Junk vehicles catalyst for saving lives in Kentucky

Junk vehicles catalyst for saving lives in Kentucky

The Rotary Club of Lexington, the Lexington Fayette Urban County Government (LFUCG), industry, and the public are working together to meet the goal of “instituting a working smoke detector in every residence in Fayette County, Kentucky, by the year 2000.” Their vehicle for meeting this objective is the “Save A Life” program launched in February 1995 by the Lexington Rotary Club and the LFUCG.

Under the program, citizens wishing to dispose of junk vehicles and who agree to forgo the current salvage fee of $80 per vehicle call a hotline established for the program. The car is towed without charge by Bluegrass Towing, Inc., which donates the $80-per-car salvage fee to the “Save A Life” program. Other participants in the junk-car component of the program are Baker Iron and Metal Co., Cellular One, and several departments and divisions of the Urban County Government.
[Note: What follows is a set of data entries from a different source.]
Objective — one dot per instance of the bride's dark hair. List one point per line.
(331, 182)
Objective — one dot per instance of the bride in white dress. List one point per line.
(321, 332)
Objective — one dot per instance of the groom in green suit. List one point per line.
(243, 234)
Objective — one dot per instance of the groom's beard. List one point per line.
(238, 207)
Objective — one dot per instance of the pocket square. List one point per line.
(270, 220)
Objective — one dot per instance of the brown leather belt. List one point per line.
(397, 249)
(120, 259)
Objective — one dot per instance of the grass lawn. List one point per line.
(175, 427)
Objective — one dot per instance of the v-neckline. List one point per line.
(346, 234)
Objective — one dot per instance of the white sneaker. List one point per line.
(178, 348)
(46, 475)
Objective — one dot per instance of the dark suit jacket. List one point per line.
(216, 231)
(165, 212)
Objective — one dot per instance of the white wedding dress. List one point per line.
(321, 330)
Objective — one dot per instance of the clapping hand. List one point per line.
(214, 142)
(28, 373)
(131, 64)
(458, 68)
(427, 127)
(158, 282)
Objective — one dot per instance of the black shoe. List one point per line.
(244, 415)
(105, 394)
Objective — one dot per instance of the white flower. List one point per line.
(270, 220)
The program, which could net between $4,000 and $8,000 annually for the purchase of smoke detectors, offers several benefits for the community, says Chuck Mallory, director of the Division of Code Enforcement for the LFUCG. He explains that, in addition to saving lives by providing money for the purchase of smoke detectors, disposing of junk vehicles helps beautify the community and reduces the threats to the water supply, pets, and wildlife posed by leaking fluids from the vehicles and health threats created by rodents and insects that may breed in the vehicles.
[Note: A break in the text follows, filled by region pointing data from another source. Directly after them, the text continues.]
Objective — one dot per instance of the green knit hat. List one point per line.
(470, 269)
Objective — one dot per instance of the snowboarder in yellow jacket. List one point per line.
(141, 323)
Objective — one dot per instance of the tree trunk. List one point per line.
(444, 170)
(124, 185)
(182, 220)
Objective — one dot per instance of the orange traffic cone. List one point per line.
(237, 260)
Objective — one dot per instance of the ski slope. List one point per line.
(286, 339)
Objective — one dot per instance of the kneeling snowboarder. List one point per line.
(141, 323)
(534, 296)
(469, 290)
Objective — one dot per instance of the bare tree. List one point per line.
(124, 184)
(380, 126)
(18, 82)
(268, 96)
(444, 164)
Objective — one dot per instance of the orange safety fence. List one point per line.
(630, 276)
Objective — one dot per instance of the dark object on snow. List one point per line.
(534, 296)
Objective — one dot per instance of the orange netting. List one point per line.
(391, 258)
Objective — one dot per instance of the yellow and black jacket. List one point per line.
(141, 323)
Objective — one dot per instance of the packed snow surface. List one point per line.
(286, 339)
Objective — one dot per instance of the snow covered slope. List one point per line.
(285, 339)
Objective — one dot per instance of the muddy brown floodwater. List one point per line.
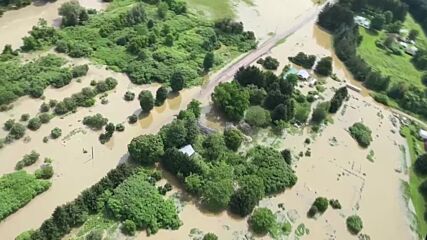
(370, 189)
(14, 25)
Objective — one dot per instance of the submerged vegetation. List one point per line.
(17, 189)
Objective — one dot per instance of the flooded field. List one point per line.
(14, 25)
(340, 171)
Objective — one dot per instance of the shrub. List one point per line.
(361, 133)
(45, 172)
(210, 236)
(354, 224)
(25, 117)
(128, 228)
(96, 121)
(9, 124)
(120, 127)
(129, 96)
(17, 131)
(27, 160)
(420, 165)
(45, 118)
(80, 71)
(262, 220)
(335, 204)
(34, 123)
(132, 119)
(55, 133)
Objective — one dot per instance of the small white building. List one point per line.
(188, 150)
(362, 21)
(303, 74)
(411, 50)
(423, 134)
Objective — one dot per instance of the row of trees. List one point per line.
(338, 19)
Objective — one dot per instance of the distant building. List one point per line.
(303, 74)
(411, 50)
(362, 21)
(188, 150)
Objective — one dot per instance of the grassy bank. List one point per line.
(399, 68)
(415, 149)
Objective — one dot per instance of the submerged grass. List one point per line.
(415, 148)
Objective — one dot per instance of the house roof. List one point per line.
(188, 150)
(303, 74)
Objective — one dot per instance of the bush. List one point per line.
(27, 160)
(96, 121)
(25, 117)
(354, 224)
(34, 123)
(129, 96)
(262, 220)
(335, 204)
(257, 116)
(55, 133)
(128, 228)
(361, 133)
(120, 127)
(210, 236)
(324, 67)
(45, 172)
(45, 118)
(17, 131)
(321, 203)
(420, 165)
(9, 124)
(132, 119)
(80, 71)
An additional advantage of the program is that tenants have been reporting landlords who have not provided smoke detectors in their residences, making it possible for the Division of Code Enforcement to follow through with the landlords to ensure the installation of detectors in their rental properties. All new residential construction must have hardwire/battery backup detectors. Mallory points out that about 43 percent of local residential A housing is rental and help is needed in identifying properties not protected by detectors. The Lexington Division of Fire and Emergency Services responded to 387 residential fires during 1994, and 139 of these residences did not have smoke detectors present, notes Mallory. An additional 30 had nonworking detectors, he adds. Five people died in residential fires in Fayette County in 1995; working smoke detectors were not present in any of these cases, according to local fire officials.

Among donations that helped launch the program were the following: 400 “First Alert” smoke detectors from BRK Brands, Inc.; the services of Wheatley Blair of Chicago, BRK`s advertising agency, in creating a comprehensive smoke detector awareness program in Lexington; and seed money in the amount of $2,000 from the Lexington Rotary Club and $5,000 from the Fraternal Order of Firefighters.

During the first six weeks the program has been in existence, more than 80 homeowners have been approved for free smoke detectors, which are delivered (and installed, if necessary) by Rotary members. Under the program, free smoke detectors are provided to the handicapped, the elderly, and low-income individuals.